Rappelons pour mémoire qu'un chef de police, Hanefi Avci, et deux journalistes, Nedim Sener et Ahmet Şik, racontaient par le menu dans leurs livres la constitution d'un « Etat parallèle » dans l'appareil de sécurité et de justice. Ils furent arrêtés et poursuivis à leur tour pour « activités terroristes ». Le procureur général qui jouait le rôle principal dans ces opérations n'était autre que Zekeriya Öz, connu pour ses liens avec la confrérie.

Le 17 décembre dernier, la Turquie se réveilla au son d’un vaste coup de filet aboutissant à l'inculpation de plusieurs fils de ministres, hauts fonctionnaires et dirigeants d'entreprises accusés de corruption. Lors des perquisitions menées au petit matin, les policiers découvrirent des millions de dollars cachés dans des boites à chaussures chez le PDG d'une banque d’Etat. Ces sommes proviendraient de transactions d'or illégales avec l'Iran, au mépris de l’embargo international concernant la vente des métaux précieux à ce pays.

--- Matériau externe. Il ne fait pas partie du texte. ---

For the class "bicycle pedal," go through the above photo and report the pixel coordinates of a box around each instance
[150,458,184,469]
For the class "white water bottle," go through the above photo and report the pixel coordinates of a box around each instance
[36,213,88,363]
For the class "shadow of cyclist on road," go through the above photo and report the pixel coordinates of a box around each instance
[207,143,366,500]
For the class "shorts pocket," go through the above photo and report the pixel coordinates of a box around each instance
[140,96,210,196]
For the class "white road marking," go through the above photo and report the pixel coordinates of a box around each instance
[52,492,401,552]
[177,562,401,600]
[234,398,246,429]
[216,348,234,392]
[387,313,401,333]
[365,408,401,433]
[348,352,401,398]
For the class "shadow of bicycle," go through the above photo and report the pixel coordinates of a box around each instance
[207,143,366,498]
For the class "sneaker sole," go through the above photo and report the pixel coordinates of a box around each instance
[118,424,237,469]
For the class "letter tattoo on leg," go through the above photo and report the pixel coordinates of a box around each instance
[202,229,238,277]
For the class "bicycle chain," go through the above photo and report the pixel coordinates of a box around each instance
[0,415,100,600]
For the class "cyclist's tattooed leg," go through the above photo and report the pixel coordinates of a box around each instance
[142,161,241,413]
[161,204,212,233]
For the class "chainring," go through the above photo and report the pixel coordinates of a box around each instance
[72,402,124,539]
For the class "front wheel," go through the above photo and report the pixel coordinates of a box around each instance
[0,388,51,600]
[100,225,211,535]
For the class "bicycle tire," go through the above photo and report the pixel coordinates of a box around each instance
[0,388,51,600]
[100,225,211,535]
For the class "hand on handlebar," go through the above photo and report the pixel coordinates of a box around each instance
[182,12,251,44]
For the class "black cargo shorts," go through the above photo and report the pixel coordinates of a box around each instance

Il est judicieux de rappeler également, qu'une semaine auparavant, et précédant la démission d’Hakan Şükür, le ministre de l'Education Nationale avait annoncé le projet de fermeture des cours privés et leur subordination à son ministère. Les opérations anti-corruption furent naturellement interprétées dans l'opinion publique comme la réaction de la confrérie, soucieuse de préserver sa principale source de revenus et son réseau d'influence.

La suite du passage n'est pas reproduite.